Part of what is really nice about the Antimirov automaton is that the \(O(n)\) bound on the number of states shows us that these automata are relatively small.
- Name three different words \(w_0,w_1,w_1 \in A^*\) that are not in \(\mathcal L(r)\), i.e., \(w_0,w_1,w_2 \notin \mathcal L(r)\).

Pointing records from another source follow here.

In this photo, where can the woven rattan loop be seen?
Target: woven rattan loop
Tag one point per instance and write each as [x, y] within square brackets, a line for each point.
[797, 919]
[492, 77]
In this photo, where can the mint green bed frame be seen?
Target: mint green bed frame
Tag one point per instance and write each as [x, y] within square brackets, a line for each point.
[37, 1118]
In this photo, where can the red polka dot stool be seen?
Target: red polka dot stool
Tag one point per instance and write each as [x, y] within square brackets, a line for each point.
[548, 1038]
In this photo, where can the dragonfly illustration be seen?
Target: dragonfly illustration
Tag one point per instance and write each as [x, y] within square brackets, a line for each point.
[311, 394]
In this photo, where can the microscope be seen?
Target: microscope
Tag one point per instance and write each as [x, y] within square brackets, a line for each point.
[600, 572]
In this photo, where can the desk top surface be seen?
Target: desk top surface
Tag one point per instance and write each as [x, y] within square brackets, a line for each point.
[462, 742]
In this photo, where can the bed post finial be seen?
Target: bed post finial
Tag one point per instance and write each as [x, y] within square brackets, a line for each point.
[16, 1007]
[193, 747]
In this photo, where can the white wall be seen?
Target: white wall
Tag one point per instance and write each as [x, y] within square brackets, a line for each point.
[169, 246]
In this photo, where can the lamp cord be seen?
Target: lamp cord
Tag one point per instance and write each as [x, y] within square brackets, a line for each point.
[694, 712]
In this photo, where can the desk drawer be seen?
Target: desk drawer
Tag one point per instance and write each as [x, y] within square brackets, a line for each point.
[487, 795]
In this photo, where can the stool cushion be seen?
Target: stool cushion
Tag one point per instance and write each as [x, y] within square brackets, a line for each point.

- Use the inequalities in the proof of the Linear Bound on Antimirov Derivatives Lemma to determine an upper bound on the number of states in the automaton \(\langle r\rangle_{\mathcal A_{Ant}}\) generated by \(r\) in \(\mathcal A_{Ant}\), i.e., \(\#(r)\).
- Now draw a state diagram of \(\langle r\rangle_{\mathcal A_{Ant}}\).
- How many formation rules were used to form the regular expression \(r\)? How does this number of formation rules compare to the number of states in \(\langle r\rangle_{\mathcal A_{Ant}}\)?